Brillouin scattering is the physical effect used for sensing temperature and deformation. Brillouin interaction is illustrated in a simplified way in Figure 2: the Electro-Magnetic (EM) field of the lightwave injected in the fibre (pump light) has both electrical field (E) and magnetic field (B) components.
When the lightwave (pump wave) propagates in a physical medium such as the glass of the fibre, the electrical field (E) interacts with the material by changing the material density through the electro-striction effect. The striction pattern then generates vibration waves (phonons), this at the expenses of the energy of the pump light that gets its energy reduced. The effect also implies that a vibration wave (phonon) which is present in the material interacts with the EM field through energy exchange. The mechanical deformation pattern interacting with the pulsed light (phonons) can survive only for a limited amount of time (a lifetime of the nanosecond order).
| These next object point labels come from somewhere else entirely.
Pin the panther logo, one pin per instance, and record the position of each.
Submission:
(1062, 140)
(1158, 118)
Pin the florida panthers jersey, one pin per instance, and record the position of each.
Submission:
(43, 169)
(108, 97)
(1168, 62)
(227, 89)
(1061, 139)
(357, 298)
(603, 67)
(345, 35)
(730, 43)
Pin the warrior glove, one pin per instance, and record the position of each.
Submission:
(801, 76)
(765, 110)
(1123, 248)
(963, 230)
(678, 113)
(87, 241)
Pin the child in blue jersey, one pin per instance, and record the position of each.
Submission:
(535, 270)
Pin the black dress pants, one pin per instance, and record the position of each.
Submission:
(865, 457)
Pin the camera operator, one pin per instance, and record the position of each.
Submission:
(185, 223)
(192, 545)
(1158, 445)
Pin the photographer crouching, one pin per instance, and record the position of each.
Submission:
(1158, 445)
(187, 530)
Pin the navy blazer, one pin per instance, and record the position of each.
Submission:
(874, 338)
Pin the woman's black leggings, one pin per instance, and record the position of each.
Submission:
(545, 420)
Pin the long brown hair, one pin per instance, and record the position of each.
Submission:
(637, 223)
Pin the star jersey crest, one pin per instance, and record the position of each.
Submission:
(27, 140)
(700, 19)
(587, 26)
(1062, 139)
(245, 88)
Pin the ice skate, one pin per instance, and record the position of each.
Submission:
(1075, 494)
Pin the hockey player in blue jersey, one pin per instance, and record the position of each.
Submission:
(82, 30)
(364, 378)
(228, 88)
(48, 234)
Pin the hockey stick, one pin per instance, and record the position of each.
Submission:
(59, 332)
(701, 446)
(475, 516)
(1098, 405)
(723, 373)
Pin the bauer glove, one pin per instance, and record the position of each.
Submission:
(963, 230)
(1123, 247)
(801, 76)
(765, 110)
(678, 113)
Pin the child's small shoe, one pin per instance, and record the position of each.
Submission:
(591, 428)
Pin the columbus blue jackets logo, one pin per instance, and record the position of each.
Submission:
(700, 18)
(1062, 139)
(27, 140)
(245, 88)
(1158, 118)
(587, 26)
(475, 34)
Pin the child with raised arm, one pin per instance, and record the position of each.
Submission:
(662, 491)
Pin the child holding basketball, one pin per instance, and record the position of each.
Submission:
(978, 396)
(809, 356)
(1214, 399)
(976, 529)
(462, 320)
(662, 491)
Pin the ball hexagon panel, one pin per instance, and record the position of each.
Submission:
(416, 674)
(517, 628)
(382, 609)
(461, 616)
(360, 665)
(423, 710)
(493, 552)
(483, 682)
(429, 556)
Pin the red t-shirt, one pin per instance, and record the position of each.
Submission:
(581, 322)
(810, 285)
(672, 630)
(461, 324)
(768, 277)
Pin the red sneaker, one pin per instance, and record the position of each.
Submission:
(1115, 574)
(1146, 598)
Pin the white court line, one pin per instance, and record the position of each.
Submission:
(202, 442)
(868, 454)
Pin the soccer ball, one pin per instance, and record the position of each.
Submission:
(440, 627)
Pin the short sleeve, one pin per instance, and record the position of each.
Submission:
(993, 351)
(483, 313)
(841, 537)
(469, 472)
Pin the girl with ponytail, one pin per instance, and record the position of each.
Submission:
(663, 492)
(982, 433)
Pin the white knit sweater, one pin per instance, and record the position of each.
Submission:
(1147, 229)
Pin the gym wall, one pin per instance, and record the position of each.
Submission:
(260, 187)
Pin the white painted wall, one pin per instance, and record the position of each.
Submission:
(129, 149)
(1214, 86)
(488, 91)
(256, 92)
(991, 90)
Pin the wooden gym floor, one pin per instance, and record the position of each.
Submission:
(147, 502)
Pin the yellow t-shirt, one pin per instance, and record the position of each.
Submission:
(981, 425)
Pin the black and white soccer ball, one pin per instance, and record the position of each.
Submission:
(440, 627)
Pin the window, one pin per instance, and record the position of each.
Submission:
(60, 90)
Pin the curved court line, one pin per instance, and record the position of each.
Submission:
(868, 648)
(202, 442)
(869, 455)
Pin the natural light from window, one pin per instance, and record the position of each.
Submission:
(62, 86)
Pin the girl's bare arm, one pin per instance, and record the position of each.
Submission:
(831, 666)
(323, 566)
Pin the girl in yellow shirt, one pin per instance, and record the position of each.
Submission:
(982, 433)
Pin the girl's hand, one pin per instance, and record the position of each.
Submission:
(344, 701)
This energy exchange between vibrations (phonons) and the optical pump EM field (photons) gives rise to generation of photons (EM waves) with different energies (frequencies), i.e. light-waves with wavelength (‘colour’) shifted with respect to that of the pump light. This is called the Brillouin effect.
The most likely Brillouin scattering process is the “Stokes” interaction in which the pump light looses energy in order to create the mechanical waves (phonons), and the scattered light thus results red-shifted (lower optical frequencies) with respect to the pump. A mirror process, in which a pump photon gets energy from a pre-existing mechanical wave (excited phonon) increasing the photon energy (frequency blue-shift) is as well possible although with lower probability, and it is named “anti-Stokes” Brillouin interaction.
In order to efficiently generate Brillouin scattering, the spectral purity combined with the intensity of the pump light must create a regular and strong pattern of electrostriction. This translates into some constraints on the pump lightwave in terms of maximum linewidth and minimum power threshold.
The Brillouin effect arises from a excitation/dis-excitation process in which some EM energy is temporarily stored in a shoert-lifetime mechanical form, and it can turn back into EM energy spontaneously, as well as a stimulated effect, i.e. consequentially to a “resonance” stimulus, in a conceptually similar way to other physical excitation/dis-excitation processes such as fluorescence and light amplification [1].
The characteristics of Brillouin scattering depend essentially on fiber glass properties (e.g. refractive index, density etc.). Since these are strongly influenced by optical fiber temperature and deformation, it is then straightforward that by measuring the fiber Brillouin scattering characteristics it is possible to reliably estimate the optical fiber temperature and deformation conditions.
[1] EP Ippen, RH Stolen, Stimulated Brillouin scattering in optical fibers, Applied Physics Letters, 21[5], p. 539, (1989).